Con quasi dieci milioni di galline stipati in enormi capannoni industriali, la Lombardia contende al Veneto il record nazionale di produzione di uova, un primato che verrebbe definitivamente consolidato se venisse approvato l’ennesimo progetto di allevamento intensivo, che riguarda il comune di Casei Gerola (PV), al confine con la provincia di Alessandria.

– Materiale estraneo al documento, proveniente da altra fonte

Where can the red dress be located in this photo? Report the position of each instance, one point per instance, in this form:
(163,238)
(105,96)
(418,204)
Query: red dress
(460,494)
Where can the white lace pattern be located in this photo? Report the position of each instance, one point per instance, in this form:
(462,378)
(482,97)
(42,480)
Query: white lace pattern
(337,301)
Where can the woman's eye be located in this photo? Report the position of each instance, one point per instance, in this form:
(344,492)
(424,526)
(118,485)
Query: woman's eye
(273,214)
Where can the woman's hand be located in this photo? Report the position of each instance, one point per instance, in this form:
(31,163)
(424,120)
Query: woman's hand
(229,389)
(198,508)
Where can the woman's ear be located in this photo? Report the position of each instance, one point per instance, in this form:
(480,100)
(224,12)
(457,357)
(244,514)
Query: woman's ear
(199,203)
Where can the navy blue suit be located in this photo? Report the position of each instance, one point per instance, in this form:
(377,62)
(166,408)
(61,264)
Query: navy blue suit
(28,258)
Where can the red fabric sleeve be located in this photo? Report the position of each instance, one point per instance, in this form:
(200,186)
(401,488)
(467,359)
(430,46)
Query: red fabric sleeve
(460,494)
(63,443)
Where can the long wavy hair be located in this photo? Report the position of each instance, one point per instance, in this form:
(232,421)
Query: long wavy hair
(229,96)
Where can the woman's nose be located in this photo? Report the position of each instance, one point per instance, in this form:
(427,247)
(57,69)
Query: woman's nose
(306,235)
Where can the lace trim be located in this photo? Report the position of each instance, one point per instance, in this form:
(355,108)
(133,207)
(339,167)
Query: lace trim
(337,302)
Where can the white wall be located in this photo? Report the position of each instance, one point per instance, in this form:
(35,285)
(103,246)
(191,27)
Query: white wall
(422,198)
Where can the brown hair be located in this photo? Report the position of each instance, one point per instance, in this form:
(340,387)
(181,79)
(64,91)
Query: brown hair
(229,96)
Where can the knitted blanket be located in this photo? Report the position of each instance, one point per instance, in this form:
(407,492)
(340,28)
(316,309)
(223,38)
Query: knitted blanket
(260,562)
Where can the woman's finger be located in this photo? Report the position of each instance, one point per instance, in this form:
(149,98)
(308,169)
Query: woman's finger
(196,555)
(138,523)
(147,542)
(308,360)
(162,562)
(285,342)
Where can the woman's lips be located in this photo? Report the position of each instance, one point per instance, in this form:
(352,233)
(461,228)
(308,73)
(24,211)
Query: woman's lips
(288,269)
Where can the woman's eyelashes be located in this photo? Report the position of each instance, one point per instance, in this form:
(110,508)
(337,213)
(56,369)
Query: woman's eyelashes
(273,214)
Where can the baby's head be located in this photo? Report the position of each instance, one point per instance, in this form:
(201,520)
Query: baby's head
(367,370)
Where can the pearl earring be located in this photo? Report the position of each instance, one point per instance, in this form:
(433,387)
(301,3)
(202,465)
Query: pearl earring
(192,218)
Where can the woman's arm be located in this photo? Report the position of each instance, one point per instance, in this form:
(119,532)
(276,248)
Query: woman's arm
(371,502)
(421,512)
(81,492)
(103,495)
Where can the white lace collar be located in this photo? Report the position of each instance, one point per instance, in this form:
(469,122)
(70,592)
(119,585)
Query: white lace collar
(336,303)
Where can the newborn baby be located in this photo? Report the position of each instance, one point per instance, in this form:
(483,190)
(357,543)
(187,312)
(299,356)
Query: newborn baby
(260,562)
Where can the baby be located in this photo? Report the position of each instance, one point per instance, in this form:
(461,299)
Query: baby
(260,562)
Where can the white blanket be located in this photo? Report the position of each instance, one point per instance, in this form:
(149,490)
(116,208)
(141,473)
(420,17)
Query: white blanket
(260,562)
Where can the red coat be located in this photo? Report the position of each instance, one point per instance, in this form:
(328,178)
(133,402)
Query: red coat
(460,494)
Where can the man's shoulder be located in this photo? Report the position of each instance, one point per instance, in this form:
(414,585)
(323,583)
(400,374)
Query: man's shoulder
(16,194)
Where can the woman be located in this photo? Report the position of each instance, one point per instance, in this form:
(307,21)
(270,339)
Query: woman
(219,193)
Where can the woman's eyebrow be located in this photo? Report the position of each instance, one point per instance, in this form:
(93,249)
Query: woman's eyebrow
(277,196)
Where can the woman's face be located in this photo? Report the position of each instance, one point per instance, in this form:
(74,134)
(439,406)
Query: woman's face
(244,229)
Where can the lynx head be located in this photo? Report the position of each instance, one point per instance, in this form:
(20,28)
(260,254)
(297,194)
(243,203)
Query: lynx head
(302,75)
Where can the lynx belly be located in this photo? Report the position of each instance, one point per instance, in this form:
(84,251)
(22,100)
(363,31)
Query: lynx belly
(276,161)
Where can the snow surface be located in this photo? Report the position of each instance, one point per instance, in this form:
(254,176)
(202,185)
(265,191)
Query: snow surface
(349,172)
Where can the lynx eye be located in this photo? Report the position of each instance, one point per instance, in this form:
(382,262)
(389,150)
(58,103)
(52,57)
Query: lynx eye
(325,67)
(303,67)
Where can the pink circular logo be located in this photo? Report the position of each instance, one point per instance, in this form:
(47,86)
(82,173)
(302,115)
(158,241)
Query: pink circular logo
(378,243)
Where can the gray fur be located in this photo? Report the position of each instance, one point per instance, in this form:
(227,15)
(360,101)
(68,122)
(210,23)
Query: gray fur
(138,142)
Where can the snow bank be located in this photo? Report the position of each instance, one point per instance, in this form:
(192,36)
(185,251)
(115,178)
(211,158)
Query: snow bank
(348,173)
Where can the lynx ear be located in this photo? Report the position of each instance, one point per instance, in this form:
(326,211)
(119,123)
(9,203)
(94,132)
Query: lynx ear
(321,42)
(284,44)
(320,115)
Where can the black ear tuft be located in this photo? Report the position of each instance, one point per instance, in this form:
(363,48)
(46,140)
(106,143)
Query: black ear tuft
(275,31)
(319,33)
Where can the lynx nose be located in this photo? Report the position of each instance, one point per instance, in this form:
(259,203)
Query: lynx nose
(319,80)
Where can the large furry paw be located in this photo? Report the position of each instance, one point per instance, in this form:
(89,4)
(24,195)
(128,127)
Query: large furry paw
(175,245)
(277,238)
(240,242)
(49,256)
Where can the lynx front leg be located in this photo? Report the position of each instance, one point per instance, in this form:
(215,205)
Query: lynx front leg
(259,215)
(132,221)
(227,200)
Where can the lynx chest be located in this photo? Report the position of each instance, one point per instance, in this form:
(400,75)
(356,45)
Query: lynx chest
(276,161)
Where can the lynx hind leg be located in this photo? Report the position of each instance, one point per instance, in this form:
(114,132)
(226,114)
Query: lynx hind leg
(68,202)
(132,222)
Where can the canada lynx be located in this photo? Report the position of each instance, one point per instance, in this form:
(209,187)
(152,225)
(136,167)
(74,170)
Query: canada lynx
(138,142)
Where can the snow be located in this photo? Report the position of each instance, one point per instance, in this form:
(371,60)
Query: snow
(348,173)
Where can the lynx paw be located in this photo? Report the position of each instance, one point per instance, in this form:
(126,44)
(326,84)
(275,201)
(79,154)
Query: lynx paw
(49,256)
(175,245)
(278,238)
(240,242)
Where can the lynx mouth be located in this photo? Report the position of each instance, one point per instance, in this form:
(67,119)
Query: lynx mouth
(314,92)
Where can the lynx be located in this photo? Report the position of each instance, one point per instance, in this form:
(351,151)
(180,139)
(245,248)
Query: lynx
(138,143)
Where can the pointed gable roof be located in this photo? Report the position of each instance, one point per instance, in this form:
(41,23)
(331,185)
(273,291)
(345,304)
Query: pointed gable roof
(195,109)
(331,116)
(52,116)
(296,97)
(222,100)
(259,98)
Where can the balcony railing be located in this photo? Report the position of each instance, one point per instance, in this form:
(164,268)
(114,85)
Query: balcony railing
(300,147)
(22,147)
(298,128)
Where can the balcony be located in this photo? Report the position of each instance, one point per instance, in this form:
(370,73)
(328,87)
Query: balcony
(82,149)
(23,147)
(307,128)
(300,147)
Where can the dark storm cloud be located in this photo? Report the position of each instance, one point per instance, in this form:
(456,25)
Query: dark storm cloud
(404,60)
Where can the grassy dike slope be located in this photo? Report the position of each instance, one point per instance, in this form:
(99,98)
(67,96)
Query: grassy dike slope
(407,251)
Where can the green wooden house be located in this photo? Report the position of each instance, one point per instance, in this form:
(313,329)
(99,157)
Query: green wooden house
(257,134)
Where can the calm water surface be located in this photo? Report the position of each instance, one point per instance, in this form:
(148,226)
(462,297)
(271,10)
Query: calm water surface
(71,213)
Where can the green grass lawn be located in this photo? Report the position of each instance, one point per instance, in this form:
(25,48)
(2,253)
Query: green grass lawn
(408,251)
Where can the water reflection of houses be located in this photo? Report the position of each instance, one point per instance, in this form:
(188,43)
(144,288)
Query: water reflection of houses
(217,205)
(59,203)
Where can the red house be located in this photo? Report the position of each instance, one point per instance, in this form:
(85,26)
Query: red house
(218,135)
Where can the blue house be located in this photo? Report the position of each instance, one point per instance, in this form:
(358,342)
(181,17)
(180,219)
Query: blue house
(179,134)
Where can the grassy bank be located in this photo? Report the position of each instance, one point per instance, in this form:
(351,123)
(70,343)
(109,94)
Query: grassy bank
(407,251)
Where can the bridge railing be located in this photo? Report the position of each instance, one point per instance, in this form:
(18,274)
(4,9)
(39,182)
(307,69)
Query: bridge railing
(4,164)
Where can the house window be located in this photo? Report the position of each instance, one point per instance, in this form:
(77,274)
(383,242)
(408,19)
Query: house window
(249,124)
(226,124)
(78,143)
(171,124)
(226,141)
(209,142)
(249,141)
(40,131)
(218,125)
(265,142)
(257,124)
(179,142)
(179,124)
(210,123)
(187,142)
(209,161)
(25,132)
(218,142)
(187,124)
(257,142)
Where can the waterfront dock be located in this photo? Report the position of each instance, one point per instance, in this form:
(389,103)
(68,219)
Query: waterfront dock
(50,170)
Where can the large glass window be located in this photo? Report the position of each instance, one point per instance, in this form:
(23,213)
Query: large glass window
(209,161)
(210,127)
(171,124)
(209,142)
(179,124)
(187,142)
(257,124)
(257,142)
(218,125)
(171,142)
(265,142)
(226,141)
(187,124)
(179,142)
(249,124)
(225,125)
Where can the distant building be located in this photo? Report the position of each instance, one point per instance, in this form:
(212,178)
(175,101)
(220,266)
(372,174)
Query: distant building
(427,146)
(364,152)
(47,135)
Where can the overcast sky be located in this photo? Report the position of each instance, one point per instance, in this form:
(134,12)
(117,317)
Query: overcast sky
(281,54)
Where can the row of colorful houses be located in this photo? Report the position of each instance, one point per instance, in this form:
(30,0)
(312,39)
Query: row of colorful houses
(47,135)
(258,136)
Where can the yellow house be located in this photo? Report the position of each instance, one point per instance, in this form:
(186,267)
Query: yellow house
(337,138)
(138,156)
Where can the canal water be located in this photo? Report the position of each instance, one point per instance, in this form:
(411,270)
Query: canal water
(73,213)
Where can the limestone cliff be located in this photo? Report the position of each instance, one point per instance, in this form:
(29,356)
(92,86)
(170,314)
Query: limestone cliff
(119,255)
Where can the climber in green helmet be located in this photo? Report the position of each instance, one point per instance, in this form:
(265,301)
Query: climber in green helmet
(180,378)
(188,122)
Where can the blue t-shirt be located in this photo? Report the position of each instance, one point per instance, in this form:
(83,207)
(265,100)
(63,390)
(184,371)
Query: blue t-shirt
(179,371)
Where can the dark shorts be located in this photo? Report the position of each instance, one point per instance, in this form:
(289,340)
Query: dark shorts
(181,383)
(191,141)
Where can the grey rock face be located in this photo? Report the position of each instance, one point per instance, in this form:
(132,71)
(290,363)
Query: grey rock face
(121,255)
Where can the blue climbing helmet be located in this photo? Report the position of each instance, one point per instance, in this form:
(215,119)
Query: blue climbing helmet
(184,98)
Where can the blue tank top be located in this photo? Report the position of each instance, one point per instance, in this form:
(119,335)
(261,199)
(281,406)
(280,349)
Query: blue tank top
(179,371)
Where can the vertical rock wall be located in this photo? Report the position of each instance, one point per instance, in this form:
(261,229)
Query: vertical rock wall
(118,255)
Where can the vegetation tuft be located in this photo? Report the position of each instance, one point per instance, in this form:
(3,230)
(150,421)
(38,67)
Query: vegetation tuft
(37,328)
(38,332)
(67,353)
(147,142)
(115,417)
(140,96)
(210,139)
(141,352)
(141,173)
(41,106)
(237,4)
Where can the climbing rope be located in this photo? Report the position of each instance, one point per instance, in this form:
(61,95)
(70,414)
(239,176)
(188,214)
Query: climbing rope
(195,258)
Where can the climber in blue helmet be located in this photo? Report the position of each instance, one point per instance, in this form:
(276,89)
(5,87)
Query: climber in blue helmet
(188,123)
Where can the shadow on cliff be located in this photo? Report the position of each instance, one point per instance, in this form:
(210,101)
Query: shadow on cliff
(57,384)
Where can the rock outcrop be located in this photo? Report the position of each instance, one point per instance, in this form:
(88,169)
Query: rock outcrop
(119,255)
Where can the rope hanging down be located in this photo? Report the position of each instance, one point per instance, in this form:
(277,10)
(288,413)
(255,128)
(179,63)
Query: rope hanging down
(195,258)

Il nuovo allevamento verrebbe realizzato a soli 300 metri dalle prime case del comune piemontese di Molino dei Torti, che sarebbe quello più a rischio di essere invaso dai miasmi provenienti dai capannoni d’allevamento e dalle vasche di pollina. C’è però un ostacolo alla realizzazione di questo allevamento, ed è il Piano di Governo del Territorio del Comune di Casei Gerola che, molto opportunamente, richiede che gli allevamenti dispongano di terreni coltivati a sufficienza per produrre almeno la metà del fabbisogno mangimistico.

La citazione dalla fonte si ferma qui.